Abbott reiterated that the “hurricane is going to be quite severe very powerful winds with a strong impact.” Chief of the Texas Department of Emergency Management Nim Kidd echoed his warning of the “danger factor” of this storm, saying while rescuers are in place, from 7 p.m. to 9 a.m. it will be difficult for them to provide support.
“If you do not get out of harms’ way, the reality is for almost a 24 hour time period there will be a limited ability for rescuers or aiders to assist you in any way,” Abbott said.
Hurricane Laura, now a Category 4 storm, was about 235 miles southeast from Galveston, the National Hurricane Center last reported at 10 a.m. It had maximum sustained winds at 125 mph and was moving toward the Texas/Louisiana border at about 16 mph, the center’s latest bulletin said.
The storm now has sustained winds of 140 mph.
More than 5,000 people have already evacuated and found shelter, Abbott said, and other areas of the state are prepared to take in many more.
Evacuees from Texas Gulf Coast cities have been flocking to Austin for refuge, so much that Austin’s hotel capacity was maxed out earlier Wednesday. That caused the evacuation intake center at the Circuit for the Americas to close briefly, but it reopened around 10 a.m. and is serving as a rest area for evacuees waiting for hotel space to open.
Abbott said the reason there wasn’t enough space in Austin is that while the state worked to reserve rooms at local hotels, people decided on their own to leave and went straight to hotels and booked spaces.
“The math behind this is that means there are more people out of harms way,” Abbott said.
Abbott said they’ll work to equip COTA until there is more room, and people can also go to hotels in Hays and Williamson Counties.
Timeline of the storm
Abbott said current forecasts project hurricane-force winds to arrive in Texas around 7 p.m., with landfall around 1 a.m.
“From 7 p.m. to 9 a.m., it will be a little bit of a lockdown period for the ability of rescuers to get in and provide support,” Abbott said, but added rescuers are prepared by 9 a.m. to begin those operations.
The storm surge, which Abbott noted has been “categorized repeatedly as an unsurvivable storm surge,” could push inland for about 30 miles. Abbott said to expect a 10 to 15 foot storm surge in the Jefferson County area.

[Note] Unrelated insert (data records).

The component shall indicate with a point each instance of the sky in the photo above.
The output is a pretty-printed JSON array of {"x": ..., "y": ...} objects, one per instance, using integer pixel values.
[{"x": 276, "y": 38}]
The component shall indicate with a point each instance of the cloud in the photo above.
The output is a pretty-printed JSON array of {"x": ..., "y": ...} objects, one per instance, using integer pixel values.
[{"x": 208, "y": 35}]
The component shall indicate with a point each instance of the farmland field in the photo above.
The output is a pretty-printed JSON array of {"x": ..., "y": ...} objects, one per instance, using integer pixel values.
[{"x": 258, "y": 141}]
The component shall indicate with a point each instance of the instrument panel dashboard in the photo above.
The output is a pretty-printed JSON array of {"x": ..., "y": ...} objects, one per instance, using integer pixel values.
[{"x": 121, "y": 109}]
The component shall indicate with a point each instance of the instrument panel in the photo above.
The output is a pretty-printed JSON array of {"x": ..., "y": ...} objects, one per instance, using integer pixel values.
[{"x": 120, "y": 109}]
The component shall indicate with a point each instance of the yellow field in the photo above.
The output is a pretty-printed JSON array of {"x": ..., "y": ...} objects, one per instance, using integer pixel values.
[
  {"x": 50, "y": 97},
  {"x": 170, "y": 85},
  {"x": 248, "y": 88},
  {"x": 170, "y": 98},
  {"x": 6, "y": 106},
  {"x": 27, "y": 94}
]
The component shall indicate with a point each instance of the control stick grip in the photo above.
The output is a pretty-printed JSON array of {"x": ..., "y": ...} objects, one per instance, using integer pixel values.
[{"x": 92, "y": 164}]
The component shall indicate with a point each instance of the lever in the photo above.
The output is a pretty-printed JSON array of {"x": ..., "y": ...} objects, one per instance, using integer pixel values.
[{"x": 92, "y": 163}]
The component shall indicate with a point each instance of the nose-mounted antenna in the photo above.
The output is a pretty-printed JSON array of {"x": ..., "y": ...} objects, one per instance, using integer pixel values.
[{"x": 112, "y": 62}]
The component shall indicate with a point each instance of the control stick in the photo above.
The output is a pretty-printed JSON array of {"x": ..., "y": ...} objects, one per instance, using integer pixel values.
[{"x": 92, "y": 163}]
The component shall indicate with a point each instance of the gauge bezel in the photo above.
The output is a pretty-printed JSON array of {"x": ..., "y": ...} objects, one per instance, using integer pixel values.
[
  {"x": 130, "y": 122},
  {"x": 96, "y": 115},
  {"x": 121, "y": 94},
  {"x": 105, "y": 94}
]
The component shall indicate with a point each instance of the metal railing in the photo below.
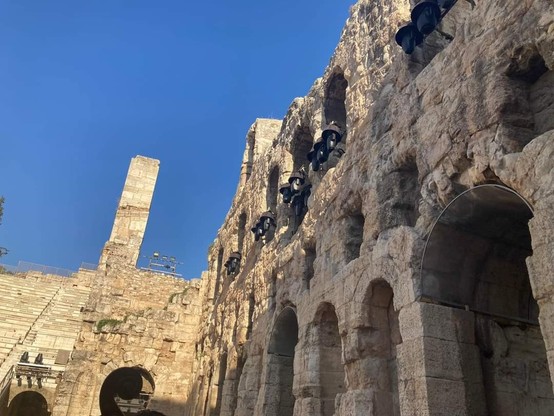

Winds will occur outside the cone and will be very heavy — Abbott called them “the biggest threat” and said they could be felt as far north as Longview. People should also expect flash flooding, and the Sabine River is of particular concern.
On Sunday, Abbott declared a disaster in 23 counties and on Monday President Donald Trump granted a federal emergency declaration for the area. On Tuesday three more counties were added, and Wednesday saw another three: Camp, Ellis and Tarrant. Ellis and Tarrant are included because they’re being used as places for evacuees to shelter.
Abbott said more counties could be added to the declaration.
After the storm
Residents should expect power outages — and restoration of power “will be longer” because of those high winds, Kidd said. Abbott added anyone with a generator should keep it outside to prevent carbon monoxide poisoning.
Texas has already prepared to recovery operations. It has already sent out 400 buses, 38 aircraft, 82 boats, 202 high profile vehicles and 60 ambulances with additional 75-plus paratransit vehicles to help move people. Once the storm passes, damage assessment teams will report on what they see, and volunteer organizations are prepared to head to the area to help those in the aftermath. Abbott also said there will be a website for people to request assistance and report damage.
Abbott said he planned to visit the area after the storm, but that when would depend on the situation on the ground.